El resello que se utilizó comprende un diámetro de 7 milímetros, ostentando en la impronta del anverso de las monedas el escudo de armas de Costa Rica, y en la parte superior de la orla la inscripción "Costa Rica"; en la del reverso un león pasante, con las iniciales "CB", en la parte inferior y con la orla "Habilitada por el Gobierno". Algunos ejemplares no traen las iniciales "CB", obedeciendo posiblemente a la utilización de varios punzones que se confeccionaron para el resellado de las monedas. Estas iniciales corresponden al grabador don Cruz Blanco. En esa época, a estos punzones les llamaron "quivitos"(11).

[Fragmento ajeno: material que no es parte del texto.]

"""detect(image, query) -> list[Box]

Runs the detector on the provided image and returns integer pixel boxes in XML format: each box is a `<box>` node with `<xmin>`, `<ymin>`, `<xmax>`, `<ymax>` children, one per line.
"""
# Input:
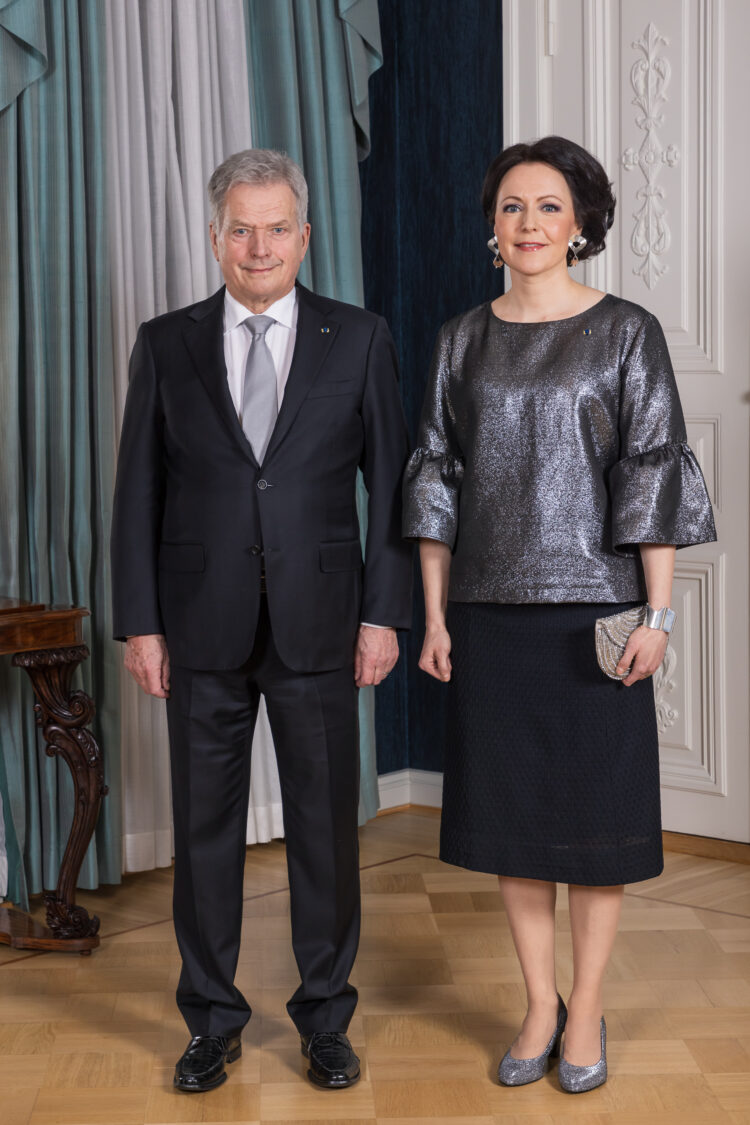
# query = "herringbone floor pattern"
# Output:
<box><xmin>0</xmin><ymin>809</ymin><xmax>750</xmax><ymax>1125</ymax></box>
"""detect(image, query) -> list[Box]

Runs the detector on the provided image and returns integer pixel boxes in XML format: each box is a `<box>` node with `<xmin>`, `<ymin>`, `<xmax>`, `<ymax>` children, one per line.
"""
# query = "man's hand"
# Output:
<box><xmin>125</xmin><ymin>633</ymin><xmax>170</xmax><ymax>700</ymax></box>
<box><xmin>617</xmin><ymin>626</ymin><xmax>669</xmax><ymax>687</ymax></box>
<box><xmin>354</xmin><ymin>626</ymin><xmax>398</xmax><ymax>687</ymax></box>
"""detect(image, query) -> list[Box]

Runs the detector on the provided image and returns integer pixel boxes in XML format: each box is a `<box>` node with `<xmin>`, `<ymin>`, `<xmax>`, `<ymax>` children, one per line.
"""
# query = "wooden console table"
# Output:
<box><xmin>0</xmin><ymin>597</ymin><xmax>107</xmax><ymax>954</ymax></box>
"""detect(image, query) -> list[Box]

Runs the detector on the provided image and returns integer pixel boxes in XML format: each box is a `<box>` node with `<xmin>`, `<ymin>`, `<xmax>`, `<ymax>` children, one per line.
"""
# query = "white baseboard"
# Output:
<box><xmin>378</xmin><ymin>770</ymin><xmax>443</xmax><ymax>809</ymax></box>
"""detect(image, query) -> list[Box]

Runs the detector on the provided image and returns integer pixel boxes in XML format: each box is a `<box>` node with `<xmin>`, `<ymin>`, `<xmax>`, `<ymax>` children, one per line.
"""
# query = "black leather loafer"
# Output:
<box><xmin>174</xmin><ymin>1035</ymin><xmax>242</xmax><ymax>1094</ymax></box>
<box><xmin>301</xmin><ymin>1032</ymin><xmax>360</xmax><ymax>1090</ymax></box>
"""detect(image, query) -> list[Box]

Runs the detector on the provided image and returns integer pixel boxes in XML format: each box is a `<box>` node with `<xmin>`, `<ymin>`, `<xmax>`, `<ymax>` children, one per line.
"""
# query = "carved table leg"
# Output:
<box><xmin>6</xmin><ymin>645</ymin><xmax>107</xmax><ymax>952</ymax></box>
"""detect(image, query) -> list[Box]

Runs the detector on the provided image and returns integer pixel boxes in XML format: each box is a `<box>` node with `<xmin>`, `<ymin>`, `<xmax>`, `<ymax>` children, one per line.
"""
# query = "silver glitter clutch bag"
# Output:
<box><xmin>594</xmin><ymin>605</ymin><xmax>645</xmax><ymax>680</ymax></box>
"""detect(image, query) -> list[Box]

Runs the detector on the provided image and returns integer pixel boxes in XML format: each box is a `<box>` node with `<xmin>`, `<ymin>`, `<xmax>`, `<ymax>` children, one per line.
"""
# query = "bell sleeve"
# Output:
<box><xmin>608</xmin><ymin>315</ymin><xmax>716</xmax><ymax>556</ymax></box>
<box><xmin>403</xmin><ymin>329</ymin><xmax>463</xmax><ymax>550</ymax></box>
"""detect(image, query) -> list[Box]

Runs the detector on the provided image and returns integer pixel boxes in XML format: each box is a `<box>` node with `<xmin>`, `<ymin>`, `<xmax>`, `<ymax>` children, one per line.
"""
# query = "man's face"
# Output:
<box><xmin>209</xmin><ymin>183</ymin><xmax>310</xmax><ymax>313</ymax></box>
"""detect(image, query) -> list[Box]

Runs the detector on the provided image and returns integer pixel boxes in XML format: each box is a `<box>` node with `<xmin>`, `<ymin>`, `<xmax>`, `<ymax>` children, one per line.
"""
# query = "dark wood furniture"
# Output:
<box><xmin>0</xmin><ymin>597</ymin><xmax>107</xmax><ymax>954</ymax></box>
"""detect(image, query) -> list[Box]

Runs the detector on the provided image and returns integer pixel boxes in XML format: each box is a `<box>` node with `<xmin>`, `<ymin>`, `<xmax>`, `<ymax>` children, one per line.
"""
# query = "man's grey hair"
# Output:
<box><xmin>208</xmin><ymin>149</ymin><xmax>307</xmax><ymax>233</ymax></box>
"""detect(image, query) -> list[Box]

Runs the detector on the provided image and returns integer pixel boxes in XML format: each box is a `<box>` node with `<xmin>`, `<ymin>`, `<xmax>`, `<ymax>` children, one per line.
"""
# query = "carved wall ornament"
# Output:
<box><xmin>622</xmin><ymin>24</ymin><xmax>680</xmax><ymax>289</ymax></box>
<box><xmin>653</xmin><ymin>645</ymin><xmax>679</xmax><ymax>735</ymax></box>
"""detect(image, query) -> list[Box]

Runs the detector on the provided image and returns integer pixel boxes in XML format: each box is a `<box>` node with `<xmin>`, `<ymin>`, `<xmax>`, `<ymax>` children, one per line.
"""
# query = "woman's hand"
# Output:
<box><xmin>419</xmin><ymin>626</ymin><xmax>451</xmax><ymax>683</ymax></box>
<box><xmin>617</xmin><ymin>626</ymin><xmax>669</xmax><ymax>687</ymax></box>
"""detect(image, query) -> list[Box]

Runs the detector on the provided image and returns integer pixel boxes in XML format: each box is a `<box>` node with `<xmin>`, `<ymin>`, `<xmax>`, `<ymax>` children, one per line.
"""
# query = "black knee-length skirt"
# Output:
<box><xmin>440</xmin><ymin>602</ymin><xmax>663</xmax><ymax>887</ymax></box>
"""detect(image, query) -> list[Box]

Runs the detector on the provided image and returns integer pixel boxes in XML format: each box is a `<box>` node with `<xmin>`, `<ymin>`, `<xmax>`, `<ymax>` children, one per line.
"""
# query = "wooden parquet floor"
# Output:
<box><xmin>0</xmin><ymin>809</ymin><xmax>750</xmax><ymax>1125</ymax></box>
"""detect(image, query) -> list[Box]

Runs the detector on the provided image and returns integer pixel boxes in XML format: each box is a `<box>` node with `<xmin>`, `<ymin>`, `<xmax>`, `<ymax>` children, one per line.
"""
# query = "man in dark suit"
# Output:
<box><xmin>112</xmin><ymin>150</ymin><xmax>412</xmax><ymax>1091</ymax></box>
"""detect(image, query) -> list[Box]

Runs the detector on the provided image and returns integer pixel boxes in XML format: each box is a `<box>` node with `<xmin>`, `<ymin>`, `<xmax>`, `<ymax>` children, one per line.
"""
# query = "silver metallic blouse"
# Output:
<box><xmin>404</xmin><ymin>295</ymin><xmax>716</xmax><ymax>602</ymax></box>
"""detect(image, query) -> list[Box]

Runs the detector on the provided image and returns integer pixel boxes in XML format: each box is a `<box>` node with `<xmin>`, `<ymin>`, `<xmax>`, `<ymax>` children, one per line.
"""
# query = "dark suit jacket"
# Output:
<box><xmin>111</xmin><ymin>286</ymin><xmax>412</xmax><ymax>672</ymax></box>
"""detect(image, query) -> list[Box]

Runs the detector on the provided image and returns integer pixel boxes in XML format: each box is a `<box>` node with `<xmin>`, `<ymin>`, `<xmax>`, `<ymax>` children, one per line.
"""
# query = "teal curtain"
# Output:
<box><xmin>246</xmin><ymin>0</ymin><xmax>382</xmax><ymax>821</ymax></box>
<box><xmin>0</xmin><ymin>0</ymin><xmax>121</xmax><ymax>905</ymax></box>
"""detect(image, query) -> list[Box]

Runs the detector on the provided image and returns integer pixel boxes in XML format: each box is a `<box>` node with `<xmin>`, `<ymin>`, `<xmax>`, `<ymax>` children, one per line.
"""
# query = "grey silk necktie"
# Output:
<box><xmin>242</xmin><ymin>316</ymin><xmax>279</xmax><ymax>465</ymax></box>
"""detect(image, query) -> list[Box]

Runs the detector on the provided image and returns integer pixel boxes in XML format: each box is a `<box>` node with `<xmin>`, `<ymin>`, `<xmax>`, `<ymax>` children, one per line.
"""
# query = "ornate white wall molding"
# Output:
<box><xmin>653</xmin><ymin>556</ymin><xmax>726</xmax><ymax>797</ymax></box>
<box><xmin>622</xmin><ymin>23</ymin><xmax>679</xmax><ymax>289</ymax></box>
<box><xmin>653</xmin><ymin>645</ymin><xmax>678</xmax><ymax>735</ymax></box>
<box><xmin>685</xmin><ymin>413</ymin><xmax>722</xmax><ymax>512</ymax></box>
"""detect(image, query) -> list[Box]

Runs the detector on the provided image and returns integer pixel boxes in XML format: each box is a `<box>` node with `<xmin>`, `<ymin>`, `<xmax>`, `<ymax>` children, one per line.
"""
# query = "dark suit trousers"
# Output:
<box><xmin>168</xmin><ymin>597</ymin><xmax>360</xmax><ymax>1035</ymax></box>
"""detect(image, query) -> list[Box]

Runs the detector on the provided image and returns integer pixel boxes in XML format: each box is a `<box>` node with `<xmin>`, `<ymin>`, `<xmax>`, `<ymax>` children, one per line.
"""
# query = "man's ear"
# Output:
<box><xmin>208</xmin><ymin>222</ymin><xmax>219</xmax><ymax>262</ymax></box>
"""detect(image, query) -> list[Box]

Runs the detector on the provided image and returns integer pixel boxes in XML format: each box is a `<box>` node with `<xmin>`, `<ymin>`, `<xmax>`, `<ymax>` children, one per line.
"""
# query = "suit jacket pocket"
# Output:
<box><xmin>320</xmin><ymin>539</ymin><xmax>362</xmax><ymax>574</ymax></box>
<box><xmin>159</xmin><ymin>543</ymin><xmax>206</xmax><ymax>574</ymax></box>
<box><xmin>307</xmin><ymin>379</ymin><xmax>356</xmax><ymax>398</ymax></box>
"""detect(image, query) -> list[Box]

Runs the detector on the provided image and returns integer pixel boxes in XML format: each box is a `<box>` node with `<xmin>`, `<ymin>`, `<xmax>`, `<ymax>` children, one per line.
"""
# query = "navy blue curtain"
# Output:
<box><xmin>360</xmin><ymin>0</ymin><xmax>503</xmax><ymax>773</ymax></box>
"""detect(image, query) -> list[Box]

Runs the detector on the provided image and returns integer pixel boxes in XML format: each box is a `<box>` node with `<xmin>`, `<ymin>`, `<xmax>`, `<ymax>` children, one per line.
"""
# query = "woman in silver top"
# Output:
<box><xmin>404</xmin><ymin>137</ymin><xmax>715</xmax><ymax>1092</ymax></box>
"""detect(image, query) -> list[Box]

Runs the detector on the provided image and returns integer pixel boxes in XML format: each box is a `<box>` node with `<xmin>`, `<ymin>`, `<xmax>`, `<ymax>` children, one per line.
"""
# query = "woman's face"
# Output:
<box><xmin>495</xmin><ymin>164</ymin><xmax>580</xmax><ymax>275</ymax></box>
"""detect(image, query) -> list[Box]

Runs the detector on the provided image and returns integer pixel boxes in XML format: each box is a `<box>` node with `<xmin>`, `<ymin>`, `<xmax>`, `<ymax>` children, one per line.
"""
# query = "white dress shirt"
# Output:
<box><xmin>224</xmin><ymin>288</ymin><xmax>388</xmax><ymax>629</ymax></box>
<box><xmin>224</xmin><ymin>288</ymin><xmax>297</xmax><ymax>423</ymax></box>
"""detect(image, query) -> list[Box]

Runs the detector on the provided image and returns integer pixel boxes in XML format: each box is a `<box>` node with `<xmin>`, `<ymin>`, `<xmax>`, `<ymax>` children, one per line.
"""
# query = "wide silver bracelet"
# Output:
<box><xmin>643</xmin><ymin>605</ymin><xmax>677</xmax><ymax>636</ymax></box>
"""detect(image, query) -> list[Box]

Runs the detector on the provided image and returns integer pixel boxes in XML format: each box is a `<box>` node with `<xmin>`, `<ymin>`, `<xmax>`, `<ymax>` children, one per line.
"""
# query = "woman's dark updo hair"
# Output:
<box><xmin>481</xmin><ymin>136</ymin><xmax>615</xmax><ymax>264</ymax></box>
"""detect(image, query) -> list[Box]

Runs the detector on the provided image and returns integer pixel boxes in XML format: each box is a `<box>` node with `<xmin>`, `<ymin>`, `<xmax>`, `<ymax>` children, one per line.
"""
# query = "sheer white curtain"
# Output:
<box><xmin>106</xmin><ymin>0</ymin><xmax>283</xmax><ymax>871</ymax></box>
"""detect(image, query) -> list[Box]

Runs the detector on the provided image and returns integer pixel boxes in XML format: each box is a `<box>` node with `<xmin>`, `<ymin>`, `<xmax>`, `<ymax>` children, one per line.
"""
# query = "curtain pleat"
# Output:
<box><xmin>245</xmin><ymin>0</ymin><xmax>382</xmax><ymax>824</ymax></box>
<box><xmin>0</xmin><ymin>0</ymin><xmax>120</xmax><ymax>903</ymax></box>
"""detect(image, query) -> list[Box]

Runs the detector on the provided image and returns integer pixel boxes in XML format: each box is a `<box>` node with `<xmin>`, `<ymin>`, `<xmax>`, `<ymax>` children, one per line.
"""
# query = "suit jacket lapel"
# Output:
<box><xmin>264</xmin><ymin>285</ymin><xmax>338</xmax><ymax>460</ymax></box>
<box><xmin>183</xmin><ymin>287</ymin><xmax>257</xmax><ymax>465</ymax></box>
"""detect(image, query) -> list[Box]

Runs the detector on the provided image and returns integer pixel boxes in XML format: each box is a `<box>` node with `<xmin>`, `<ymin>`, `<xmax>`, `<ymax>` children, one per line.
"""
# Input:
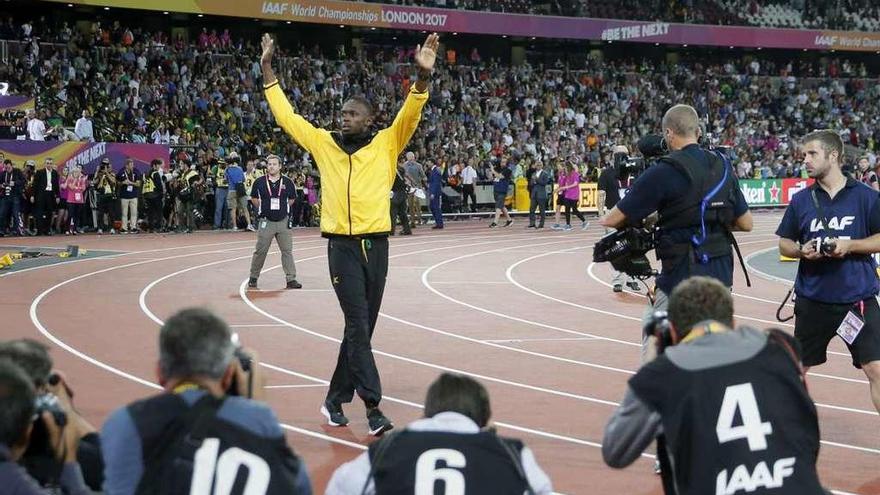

Este resello se practicó sobre monedas colombianas de 50 centavos y 5 décimos de Bogotá y Medellín, respectivamente, aunque don Efraín Blanco Castro, último grabador de la Casa de Moneda de Costa Rica nos relata, en algunos de sus escritos, que unas pocas eran de Popayán, de 500 milésimas de ley. El señor Blanco afirma, además, que estas monedas circularon muy poco y pronto el Gobierno las retiró de circulación.(12)

Es muy posible que estas monedas se resellaran para llenar el vacío de las monedas de 50 centavos que se enviaron a fabricar a la empresa inglesa Heaton, en 1889. las cuales fueron rechazadas por encontrarse bajas de peso. Al año siguiente, en 1890, se acuñaron monedas de este valor en la Casa de Moneda de Costa Rica, lo que justificaría el que la moneda de Colombia circulara poco tie
mpo.

Estos acuerdos mencionados anteriormente autorizando la circulación de tanta moneda extranjera que circuló en nuestro país, nos confirma una vez más el faltante de circulante propio que sufría Costa Rica. En un informe del señor administrador del Banco de Costa Rica, enviado al secretario de Hacienda, y fechado el 27 de enero de 1892, se informa que la plata con ley de 750 milésimos, acuñada en nuestro país, es de $1.239.246 pesos, mientras que la plata extranjera circulante, se estima en $1.000.000 de pesos; aquí podemos observar la casi equidad de la circulación de la moneda nacional con la de otros países.(13)


1. Municipal San José, documento #68, folio #46v, 78fyv; A.N.C.R.
2. Provincial Independiente, documento #1450, folio #26; A.N.C.R.
3. Provincial Independiente, documento #366; A.N.C.R.
4. Provincial Independiente, documento #1450, folio #88v,89; A.N.C.R.
5. Hacienda, documento #8554, folio #18; A.N.C.R.
6. Municipal Alajuela, documento #139, folio #5; A.N.C.R.
7. Municipal Alajuela, documento #67, folio #20v; A.N.C.R.
8. Hacienda, documento #17213; A.N.C.R.
9. Leyes y Decretos, año 1889, pág. 117; A.N.C.R.
10. Leyes y Decretos, año 1889, pág. 174; A.N.C.R.
11. Notas del señor Efraín Blanco Castro, último director de la Casa de Moneda.
12. Notas del señor Efraín Blanco Castro, último director de la Casa de Moneda.